Therapies that activate the patient’s immune system to destroy cancer are known as cancer immunotherapies. One type of immunotherapy consists of monoclonal antibodies. These are proteins that stick to one specific target typically expressed on cancer cells. Once bound to the cancer cell, monoclonal antibodies activate other parts of the immune system to destroy the cancer cell.
Other types of cancer immunotherapies activate cells called T cells. T cells circulate throughout the entire body until they encounter a cancer cell. Once attached, T cells kill tumor cells and move on to recognize and kill other cancer cells.

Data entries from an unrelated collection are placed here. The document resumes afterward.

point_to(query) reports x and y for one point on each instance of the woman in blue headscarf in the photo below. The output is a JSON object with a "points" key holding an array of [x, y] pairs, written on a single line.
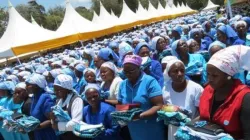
{"points": [[215, 47], [228, 36], [115, 47], [89, 55], [106, 54], [6, 101], [154, 67], [247, 20], [81, 80], [241, 29], [41, 107], [195, 64], [159, 46], [196, 34], [98, 112], [210, 32]]}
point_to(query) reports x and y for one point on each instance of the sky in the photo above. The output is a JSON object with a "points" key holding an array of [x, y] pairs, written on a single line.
{"points": [[49, 3]]}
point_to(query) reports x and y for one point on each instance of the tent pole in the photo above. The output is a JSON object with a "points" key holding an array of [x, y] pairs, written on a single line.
{"points": [[81, 43], [18, 60]]}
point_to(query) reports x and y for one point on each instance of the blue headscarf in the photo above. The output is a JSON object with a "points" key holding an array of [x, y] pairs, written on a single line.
{"points": [[217, 43], [178, 29], [174, 47], [229, 31], [105, 54], [139, 46], [113, 44], [7, 85], [80, 67], [154, 42], [193, 31], [71, 73]]}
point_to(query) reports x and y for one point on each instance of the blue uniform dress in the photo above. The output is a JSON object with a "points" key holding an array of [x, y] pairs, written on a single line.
{"points": [[82, 82], [8, 103], [40, 106], [156, 72], [102, 116], [204, 45], [145, 88], [196, 62]]}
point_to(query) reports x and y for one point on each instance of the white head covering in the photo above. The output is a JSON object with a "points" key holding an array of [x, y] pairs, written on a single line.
{"points": [[64, 81], [21, 85], [37, 79], [89, 69], [24, 73], [111, 66], [13, 78], [240, 22], [56, 72], [90, 52], [166, 59], [169, 64], [231, 59]]}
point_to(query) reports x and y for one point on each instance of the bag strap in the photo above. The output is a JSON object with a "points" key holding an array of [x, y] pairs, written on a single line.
{"points": [[71, 102]]}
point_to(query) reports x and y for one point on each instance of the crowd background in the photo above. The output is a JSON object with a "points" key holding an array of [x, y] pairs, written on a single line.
{"points": [[198, 62]]}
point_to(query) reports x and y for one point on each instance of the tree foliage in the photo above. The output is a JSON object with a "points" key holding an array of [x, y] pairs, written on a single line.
{"points": [[53, 17], [3, 20]]}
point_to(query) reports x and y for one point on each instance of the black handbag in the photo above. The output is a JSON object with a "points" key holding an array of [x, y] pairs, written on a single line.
{"points": [[209, 128], [17, 116]]}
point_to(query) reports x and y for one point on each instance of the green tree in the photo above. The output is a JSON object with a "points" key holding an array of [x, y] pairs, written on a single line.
{"points": [[3, 21], [83, 11], [54, 17]]}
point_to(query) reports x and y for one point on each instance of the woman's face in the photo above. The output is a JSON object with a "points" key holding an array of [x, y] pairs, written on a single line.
{"points": [[92, 97], [135, 43], [89, 77], [216, 78], [98, 62], [50, 78], [116, 50], [177, 72], [20, 95], [131, 71], [161, 45], [208, 26], [87, 56], [107, 74], [241, 29], [221, 37], [214, 49], [197, 36], [193, 47], [182, 48], [78, 73], [3, 93], [163, 65], [61, 93], [32, 88], [144, 52]]}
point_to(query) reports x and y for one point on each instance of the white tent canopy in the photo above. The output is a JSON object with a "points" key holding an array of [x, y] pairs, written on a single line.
{"points": [[152, 12], [74, 23], [20, 32], [104, 20], [127, 16], [142, 13]]}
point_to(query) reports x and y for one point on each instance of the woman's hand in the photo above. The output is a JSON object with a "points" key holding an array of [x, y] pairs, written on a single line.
{"points": [[55, 126], [52, 116]]}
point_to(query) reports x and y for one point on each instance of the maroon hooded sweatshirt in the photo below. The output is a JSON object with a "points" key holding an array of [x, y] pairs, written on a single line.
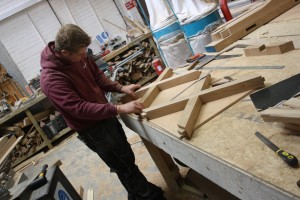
{"points": [[77, 90]]}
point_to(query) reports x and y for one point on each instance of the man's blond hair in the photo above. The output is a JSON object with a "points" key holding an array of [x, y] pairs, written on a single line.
{"points": [[71, 38]]}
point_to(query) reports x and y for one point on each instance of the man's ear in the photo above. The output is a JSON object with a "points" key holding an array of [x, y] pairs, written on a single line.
{"points": [[64, 53]]}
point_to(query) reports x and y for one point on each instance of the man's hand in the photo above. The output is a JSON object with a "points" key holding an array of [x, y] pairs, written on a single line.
{"points": [[129, 89], [131, 107]]}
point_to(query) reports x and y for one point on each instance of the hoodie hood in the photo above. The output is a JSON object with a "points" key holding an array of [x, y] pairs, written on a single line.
{"points": [[52, 59]]}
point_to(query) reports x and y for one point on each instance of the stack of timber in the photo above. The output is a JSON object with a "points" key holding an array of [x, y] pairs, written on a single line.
{"points": [[244, 24], [29, 145], [288, 114], [7, 145], [137, 69]]}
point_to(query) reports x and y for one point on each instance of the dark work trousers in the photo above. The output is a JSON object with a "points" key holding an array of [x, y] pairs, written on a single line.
{"points": [[108, 140]]}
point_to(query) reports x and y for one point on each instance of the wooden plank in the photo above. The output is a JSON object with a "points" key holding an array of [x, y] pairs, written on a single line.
{"points": [[167, 73], [7, 146], [171, 82], [168, 169], [189, 117], [270, 49], [281, 115], [150, 95], [240, 27], [293, 103], [29, 161], [212, 109], [211, 94]]}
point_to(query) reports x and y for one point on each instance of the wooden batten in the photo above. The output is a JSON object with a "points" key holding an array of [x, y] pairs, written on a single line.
{"points": [[189, 117], [211, 94], [150, 95], [171, 82], [241, 26], [269, 50]]}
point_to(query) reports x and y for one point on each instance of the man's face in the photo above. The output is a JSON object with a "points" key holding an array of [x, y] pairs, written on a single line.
{"points": [[75, 56]]}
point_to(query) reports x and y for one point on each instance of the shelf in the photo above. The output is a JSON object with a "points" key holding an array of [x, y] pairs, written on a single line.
{"points": [[19, 161], [126, 47]]}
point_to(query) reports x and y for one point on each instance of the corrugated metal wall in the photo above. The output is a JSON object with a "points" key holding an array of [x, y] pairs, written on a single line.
{"points": [[26, 33]]}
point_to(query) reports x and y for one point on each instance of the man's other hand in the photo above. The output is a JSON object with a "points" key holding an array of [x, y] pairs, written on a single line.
{"points": [[129, 89], [131, 107]]}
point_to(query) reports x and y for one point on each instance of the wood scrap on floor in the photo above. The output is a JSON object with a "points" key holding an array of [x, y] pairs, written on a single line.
{"points": [[136, 67], [272, 49], [244, 24], [8, 147]]}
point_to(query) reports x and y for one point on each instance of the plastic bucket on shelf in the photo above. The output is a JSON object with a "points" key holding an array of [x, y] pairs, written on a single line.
{"points": [[196, 27]]}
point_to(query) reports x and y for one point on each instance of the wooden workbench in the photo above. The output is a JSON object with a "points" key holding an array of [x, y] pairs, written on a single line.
{"points": [[225, 150]]}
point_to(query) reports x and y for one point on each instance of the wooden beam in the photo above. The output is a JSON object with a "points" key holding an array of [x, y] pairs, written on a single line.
{"points": [[187, 121], [171, 82], [293, 103], [281, 115], [167, 73], [273, 49], [189, 117], [150, 95], [7, 145], [211, 94], [248, 22]]}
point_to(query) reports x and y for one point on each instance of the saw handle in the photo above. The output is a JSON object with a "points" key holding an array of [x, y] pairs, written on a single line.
{"points": [[290, 159]]}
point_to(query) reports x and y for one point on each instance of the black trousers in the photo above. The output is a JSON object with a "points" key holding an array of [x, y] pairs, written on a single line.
{"points": [[109, 141]]}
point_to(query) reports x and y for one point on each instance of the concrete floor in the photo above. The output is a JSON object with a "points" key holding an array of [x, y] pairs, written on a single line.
{"points": [[84, 168]]}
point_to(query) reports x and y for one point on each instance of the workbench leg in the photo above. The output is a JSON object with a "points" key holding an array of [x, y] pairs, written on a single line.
{"points": [[38, 128], [169, 170]]}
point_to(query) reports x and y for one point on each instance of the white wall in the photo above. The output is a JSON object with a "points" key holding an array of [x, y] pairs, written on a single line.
{"points": [[25, 33]]}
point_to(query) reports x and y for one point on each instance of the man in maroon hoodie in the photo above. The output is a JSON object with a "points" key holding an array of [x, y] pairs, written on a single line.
{"points": [[76, 87]]}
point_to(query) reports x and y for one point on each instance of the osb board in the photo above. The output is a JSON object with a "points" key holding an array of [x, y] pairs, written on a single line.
{"points": [[230, 135]]}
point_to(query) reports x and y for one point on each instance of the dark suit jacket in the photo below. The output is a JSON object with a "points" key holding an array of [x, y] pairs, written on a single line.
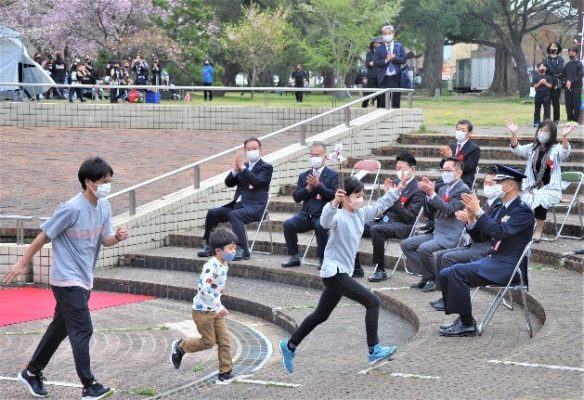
{"points": [[512, 230], [471, 154], [313, 201], [381, 64], [253, 186]]}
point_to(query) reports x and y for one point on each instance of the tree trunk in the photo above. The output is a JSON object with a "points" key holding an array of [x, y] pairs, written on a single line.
{"points": [[433, 60], [504, 79], [521, 70]]}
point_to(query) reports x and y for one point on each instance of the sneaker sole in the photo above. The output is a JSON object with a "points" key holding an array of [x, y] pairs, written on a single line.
{"points": [[103, 396], [28, 387], [172, 352], [283, 363], [383, 358]]}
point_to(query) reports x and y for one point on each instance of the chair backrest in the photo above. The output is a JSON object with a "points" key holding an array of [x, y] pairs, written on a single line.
{"points": [[572, 178]]}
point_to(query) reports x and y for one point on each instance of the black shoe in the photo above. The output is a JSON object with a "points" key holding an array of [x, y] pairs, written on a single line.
{"points": [[430, 286], [378, 276], [176, 354], [96, 391], [294, 261], [206, 252], [241, 254], [439, 306], [358, 273], [446, 326], [419, 285], [224, 378], [458, 329], [440, 300], [427, 228], [34, 384]]}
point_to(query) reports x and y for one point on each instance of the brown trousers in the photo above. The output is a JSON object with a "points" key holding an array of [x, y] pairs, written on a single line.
{"points": [[213, 330]]}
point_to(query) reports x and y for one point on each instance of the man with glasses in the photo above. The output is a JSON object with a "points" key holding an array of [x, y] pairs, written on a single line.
{"points": [[419, 250]]}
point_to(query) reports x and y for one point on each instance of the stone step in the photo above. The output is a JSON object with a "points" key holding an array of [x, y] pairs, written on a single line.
{"points": [[547, 253], [432, 163], [440, 139], [433, 151]]}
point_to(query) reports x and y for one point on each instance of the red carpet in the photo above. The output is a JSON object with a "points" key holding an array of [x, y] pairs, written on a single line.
{"points": [[29, 304]]}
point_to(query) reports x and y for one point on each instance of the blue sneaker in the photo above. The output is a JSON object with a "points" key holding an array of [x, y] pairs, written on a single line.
{"points": [[380, 353], [287, 356]]}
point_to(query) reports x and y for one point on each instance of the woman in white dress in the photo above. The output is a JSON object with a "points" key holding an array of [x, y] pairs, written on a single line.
{"points": [[543, 186]]}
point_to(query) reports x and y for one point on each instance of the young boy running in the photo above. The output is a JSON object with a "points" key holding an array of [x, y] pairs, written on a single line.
{"points": [[208, 312], [346, 227], [77, 230]]}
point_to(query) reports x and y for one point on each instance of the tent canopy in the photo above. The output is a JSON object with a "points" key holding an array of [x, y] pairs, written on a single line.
{"points": [[16, 66]]}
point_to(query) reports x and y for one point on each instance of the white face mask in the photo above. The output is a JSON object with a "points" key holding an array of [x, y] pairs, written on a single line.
{"points": [[543, 137], [316, 162], [103, 190], [493, 191], [447, 176], [356, 203], [253, 155], [460, 136]]}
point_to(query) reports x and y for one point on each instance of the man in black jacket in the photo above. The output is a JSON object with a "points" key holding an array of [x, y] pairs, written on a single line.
{"points": [[252, 179], [573, 75], [314, 189]]}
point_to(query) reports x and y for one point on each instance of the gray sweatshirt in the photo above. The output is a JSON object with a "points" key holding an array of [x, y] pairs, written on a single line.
{"points": [[346, 229]]}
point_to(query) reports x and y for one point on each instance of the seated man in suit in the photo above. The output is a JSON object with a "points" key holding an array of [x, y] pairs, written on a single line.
{"points": [[464, 149], [480, 245], [511, 229], [397, 220], [419, 250], [314, 189], [252, 179]]}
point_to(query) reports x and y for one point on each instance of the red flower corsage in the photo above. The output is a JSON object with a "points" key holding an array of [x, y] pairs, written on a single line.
{"points": [[550, 163]]}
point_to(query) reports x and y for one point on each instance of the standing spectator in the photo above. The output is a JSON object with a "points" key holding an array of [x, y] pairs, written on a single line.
{"points": [[371, 75], [157, 72], [299, 76], [208, 74], [554, 64], [76, 73], [58, 72], [140, 68], [573, 74], [542, 83], [388, 58]]}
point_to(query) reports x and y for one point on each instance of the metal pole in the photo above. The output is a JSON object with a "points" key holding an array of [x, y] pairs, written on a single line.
{"points": [[347, 116], [197, 175], [303, 134], [132, 198]]}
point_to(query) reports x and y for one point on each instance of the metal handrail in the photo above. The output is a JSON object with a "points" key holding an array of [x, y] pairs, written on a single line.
{"points": [[197, 164]]}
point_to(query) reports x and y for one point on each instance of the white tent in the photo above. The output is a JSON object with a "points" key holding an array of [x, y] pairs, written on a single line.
{"points": [[16, 66]]}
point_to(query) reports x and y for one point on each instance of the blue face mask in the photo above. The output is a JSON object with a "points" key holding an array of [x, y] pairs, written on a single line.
{"points": [[228, 256]]}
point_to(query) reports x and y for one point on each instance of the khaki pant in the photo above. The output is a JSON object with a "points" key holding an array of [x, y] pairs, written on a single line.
{"points": [[213, 330]]}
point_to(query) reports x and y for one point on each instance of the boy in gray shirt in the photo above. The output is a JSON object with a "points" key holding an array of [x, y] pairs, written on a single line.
{"points": [[346, 227], [77, 230]]}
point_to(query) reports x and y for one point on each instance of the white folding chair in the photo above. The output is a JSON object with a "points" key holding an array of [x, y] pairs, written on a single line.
{"points": [[266, 219], [364, 167], [504, 291], [575, 179]]}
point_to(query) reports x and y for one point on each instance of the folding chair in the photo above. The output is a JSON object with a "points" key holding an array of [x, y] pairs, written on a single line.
{"points": [[571, 178], [364, 167], [265, 218], [504, 291]]}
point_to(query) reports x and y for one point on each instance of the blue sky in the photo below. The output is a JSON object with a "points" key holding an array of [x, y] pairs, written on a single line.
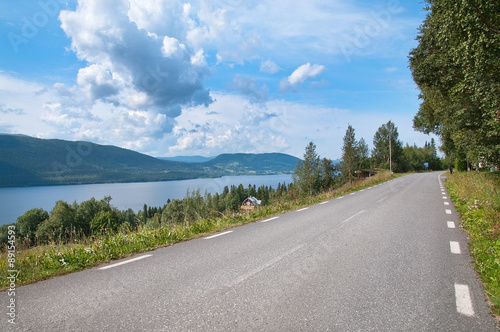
{"points": [[167, 77]]}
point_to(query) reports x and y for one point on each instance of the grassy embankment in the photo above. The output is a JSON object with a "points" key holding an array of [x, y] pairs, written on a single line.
{"points": [[43, 262], [477, 199]]}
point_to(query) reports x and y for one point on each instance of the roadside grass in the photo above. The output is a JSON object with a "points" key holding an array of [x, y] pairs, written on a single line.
{"points": [[56, 259], [477, 199]]}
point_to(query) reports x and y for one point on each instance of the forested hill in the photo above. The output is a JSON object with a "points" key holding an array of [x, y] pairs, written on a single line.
{"points": [[28, 161]]}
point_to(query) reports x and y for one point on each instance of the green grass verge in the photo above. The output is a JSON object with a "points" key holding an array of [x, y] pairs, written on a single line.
{"points": [[477, 199], [44, 262]]}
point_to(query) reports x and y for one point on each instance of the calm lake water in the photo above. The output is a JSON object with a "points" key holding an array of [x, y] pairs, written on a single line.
{"points": [[15, 201]]}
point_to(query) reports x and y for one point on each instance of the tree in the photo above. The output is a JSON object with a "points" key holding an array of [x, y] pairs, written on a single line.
{"points": [[364, 154], [456, 65], [307, 173], [329, 174], [60, 225], [387, 148], [350, 155], [27, 224]]}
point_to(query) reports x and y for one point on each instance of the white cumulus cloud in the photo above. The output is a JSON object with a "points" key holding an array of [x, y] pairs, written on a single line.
{"points": [[300, 75]]}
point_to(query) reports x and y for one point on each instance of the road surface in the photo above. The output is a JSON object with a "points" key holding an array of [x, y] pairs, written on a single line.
{"points": [[387, 258]]}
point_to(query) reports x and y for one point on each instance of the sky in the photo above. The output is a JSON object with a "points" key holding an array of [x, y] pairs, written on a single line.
{"points": [[179, 78]]}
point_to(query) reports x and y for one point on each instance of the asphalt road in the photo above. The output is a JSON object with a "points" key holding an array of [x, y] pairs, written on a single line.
{"points": [[383, 259]]}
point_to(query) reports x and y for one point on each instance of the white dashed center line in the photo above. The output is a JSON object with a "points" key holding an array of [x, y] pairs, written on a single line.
{"points": [[216, 235], [273, 218], [124, 262], [463, 300], [455, 247], [354, 216]]}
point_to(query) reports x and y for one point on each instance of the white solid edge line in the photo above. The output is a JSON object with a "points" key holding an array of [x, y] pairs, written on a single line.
{"points": [[216, 235], [124, 262], [455, 247], [463, 300]]}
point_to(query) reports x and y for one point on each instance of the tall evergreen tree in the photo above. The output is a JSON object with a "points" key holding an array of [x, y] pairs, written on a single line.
{"points": [[350, 156], [387, 146]]}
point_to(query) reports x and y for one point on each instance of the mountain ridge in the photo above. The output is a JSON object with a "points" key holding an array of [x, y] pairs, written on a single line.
{"points": [[29, 161]]}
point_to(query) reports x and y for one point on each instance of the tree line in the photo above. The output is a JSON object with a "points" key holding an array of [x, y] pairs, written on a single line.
{"points": [[314, 174], [92, 218], [456, 66]]}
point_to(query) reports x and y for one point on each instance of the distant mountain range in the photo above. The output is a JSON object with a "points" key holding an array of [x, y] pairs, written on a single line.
{"points": [[28, 161]]}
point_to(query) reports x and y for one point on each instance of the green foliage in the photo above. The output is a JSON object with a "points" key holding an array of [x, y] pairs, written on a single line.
{"points": [[105, 222], [27, 224], [386, 144], [477, 198], [350, 156], [60, 226], [414, 158], [307, 175], [457, 68]]}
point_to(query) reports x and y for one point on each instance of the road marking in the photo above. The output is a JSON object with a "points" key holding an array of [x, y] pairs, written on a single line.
{"points": [[216, 235], [265, 265], [273, 218], [124, 262], [463, 300], [357, 214], [455, 247]]}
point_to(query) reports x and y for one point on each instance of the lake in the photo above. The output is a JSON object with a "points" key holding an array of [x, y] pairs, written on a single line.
{"points": [[15, 201]]}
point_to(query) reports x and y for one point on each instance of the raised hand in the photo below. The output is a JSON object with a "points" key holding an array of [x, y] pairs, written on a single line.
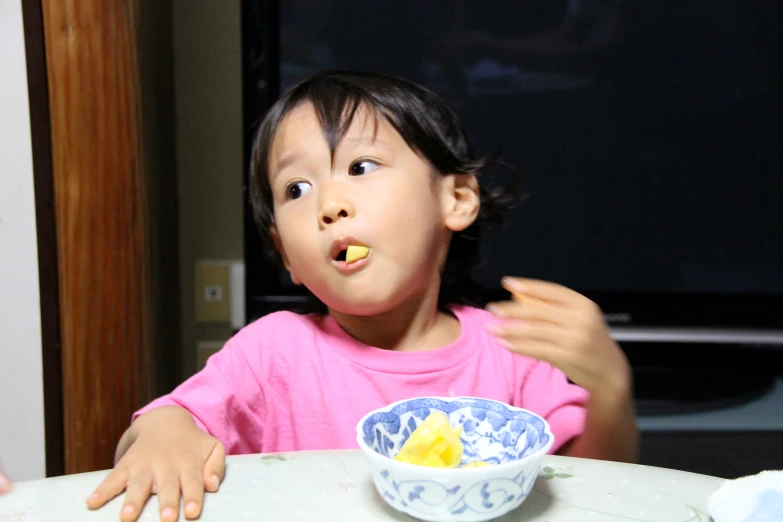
{"points": [[557, 325]]}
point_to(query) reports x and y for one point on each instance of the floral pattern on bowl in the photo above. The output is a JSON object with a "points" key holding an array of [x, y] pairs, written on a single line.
{"points": [[492, 431], [514, 440]]}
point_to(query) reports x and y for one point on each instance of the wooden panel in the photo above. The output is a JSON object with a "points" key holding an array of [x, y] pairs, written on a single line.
{"points": [[100, 220]]}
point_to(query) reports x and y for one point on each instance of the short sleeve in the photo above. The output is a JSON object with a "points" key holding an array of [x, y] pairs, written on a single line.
{"points": [[546, 391], [225, 400]]}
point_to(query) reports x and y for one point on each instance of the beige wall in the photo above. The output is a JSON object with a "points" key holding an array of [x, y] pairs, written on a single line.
{"points": [[208, 99], [22, 450]]}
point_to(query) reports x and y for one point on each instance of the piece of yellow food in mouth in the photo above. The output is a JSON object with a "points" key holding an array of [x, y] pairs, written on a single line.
{"points": [[433, 443], [354, 253]]}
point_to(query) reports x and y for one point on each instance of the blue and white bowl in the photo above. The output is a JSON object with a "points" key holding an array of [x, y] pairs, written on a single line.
{"points": [[514, 440]]}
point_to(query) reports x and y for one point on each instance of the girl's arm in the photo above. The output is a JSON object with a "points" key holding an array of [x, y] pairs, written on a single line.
{"points": [[610, 427]]}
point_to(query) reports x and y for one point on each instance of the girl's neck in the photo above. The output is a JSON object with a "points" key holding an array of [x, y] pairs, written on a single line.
{"points": [[417, 325]]}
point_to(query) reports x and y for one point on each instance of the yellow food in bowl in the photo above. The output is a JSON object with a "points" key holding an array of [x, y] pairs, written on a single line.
{"points": [[433, 443]]}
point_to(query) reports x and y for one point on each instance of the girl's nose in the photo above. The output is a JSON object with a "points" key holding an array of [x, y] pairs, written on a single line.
{"points": [[332, 212], [335, 205]]}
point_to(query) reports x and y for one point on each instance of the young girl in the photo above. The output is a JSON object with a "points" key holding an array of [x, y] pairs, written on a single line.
{"points": [[368, 190]]}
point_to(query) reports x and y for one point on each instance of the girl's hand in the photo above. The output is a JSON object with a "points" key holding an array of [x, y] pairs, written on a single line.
{"points": [[169, 456], [557, 325]]}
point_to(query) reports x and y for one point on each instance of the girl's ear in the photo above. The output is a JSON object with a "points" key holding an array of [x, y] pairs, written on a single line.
{"points": [[461, 201], [281, 250]]}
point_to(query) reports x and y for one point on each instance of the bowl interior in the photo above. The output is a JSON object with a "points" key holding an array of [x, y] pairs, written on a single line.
{"points": [[491, 431]]}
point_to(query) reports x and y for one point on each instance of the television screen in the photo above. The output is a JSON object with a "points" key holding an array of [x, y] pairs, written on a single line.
{"points": [[647, 136]]}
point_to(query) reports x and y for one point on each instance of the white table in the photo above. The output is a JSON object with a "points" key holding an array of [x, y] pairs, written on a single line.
{"points": [[336, 486]]}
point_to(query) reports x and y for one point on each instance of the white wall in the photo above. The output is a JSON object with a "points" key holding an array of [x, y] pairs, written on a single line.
{"points": [[22, 450]]}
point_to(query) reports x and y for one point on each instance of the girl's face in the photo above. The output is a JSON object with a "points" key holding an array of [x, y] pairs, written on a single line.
{"points": [[376, 193]]}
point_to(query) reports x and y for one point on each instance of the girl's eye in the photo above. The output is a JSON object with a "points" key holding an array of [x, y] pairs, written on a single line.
{"points": [[298, 189], [363, 167]]}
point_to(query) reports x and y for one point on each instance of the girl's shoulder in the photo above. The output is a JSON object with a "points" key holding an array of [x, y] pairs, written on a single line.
{"points": [[281, 326]]}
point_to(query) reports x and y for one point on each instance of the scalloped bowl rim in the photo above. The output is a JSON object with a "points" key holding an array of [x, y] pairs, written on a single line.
{"points": [[427, 469]]}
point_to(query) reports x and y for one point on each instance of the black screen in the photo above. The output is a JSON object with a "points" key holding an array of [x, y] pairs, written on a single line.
{"points": [[647, 136]]}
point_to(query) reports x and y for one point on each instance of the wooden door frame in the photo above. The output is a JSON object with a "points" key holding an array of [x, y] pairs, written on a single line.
{"points": [[93, 260], [43, 181]]}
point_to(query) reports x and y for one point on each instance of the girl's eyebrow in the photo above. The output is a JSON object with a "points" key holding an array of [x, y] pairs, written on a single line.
{"points": [[373, 141], [286, 161]]}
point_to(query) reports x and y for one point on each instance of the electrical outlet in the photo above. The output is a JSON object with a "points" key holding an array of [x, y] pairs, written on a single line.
{"points": [[204, 350], [213, 292]]}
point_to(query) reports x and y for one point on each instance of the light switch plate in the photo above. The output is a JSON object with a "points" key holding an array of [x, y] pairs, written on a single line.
{"points": [[213, 292], [204, 350]]}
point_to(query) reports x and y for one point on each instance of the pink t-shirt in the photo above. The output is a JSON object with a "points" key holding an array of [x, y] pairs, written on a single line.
{"points": [[292, 382]]}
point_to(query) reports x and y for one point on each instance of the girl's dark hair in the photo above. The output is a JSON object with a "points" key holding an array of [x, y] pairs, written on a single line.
{"points": [[423, 120]]}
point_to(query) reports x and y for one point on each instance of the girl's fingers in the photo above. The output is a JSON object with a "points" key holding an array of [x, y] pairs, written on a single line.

Cancer immunotherapies are arguably one of the most promising treatments for patients with advanced cancers such as melanoma and lung cancer. The results of various immunotherapy clinical trials have shown great promise, and immunotherapies are achieving responses never seen before in specific types of cancers. Below are examples of cancer immunotherapies and trials ongoing at the University of Maryland Marlene and Stewart Greenebaum Comprehensive Cancer Center.
Checkpoint Inhibitors – Taking the Brakes Off the Body’s Immune System
Cancer cells put up defenses so they can’t be detected by the body’s immune system. One of the ways they do this is to render the immune system ineffective by presenting proteins that turn off response from T cells–the immune cells that kill tumor cells. Therapies known as “checkpoint inhibitors” work by blocking these proteins so that T cells can be activated to recognize cancer cells as foreign invaders.
One example of a checkpoint inhibitor is anti-CTLA-4. CTLA-4 is normally expressed on the surface of T cells. Tumor cells can activate the CTLA-4 pathway to suppress T cell activity. However, therapies such as ipilimumab block the CTLA-4 and restore tumor immunity.
Program death-1 (PD-1) is another protein found on the surface of T cells. PD-1 is a negative regulator of T cells and thus inhibits their antitumor responses. PD-1 interacts with PD-L1 and PD-L2 which are found on cancer cells as well as other types of cells within the tumor. Therefore, therapies that block PD-1 (such as pembrolizumab and nivolumab) or PD-L1 (atezolizumab) or PD-L2 can prevent the T cells from becoming suppressed and can reinvigorate antitumor immune responses.
Therapies that help maintain T cell function can also be used alone or in combination with checkpoint inhibitors to increase antitumor T cell responses. One such example is indoximod. Indoximod blocks the enzyme indoleamine 2,3-dioxygenase (IDO). Inhibiting IDO helps maintain high levels of an essential amino acid called tryptophan which is critical for T cell function. Another example is interleukin-2 (IL-2) therapy, a protein or cytokine that helps stimulate various types of immune cells including T cells. IL-2 has been approved for cancer treatment.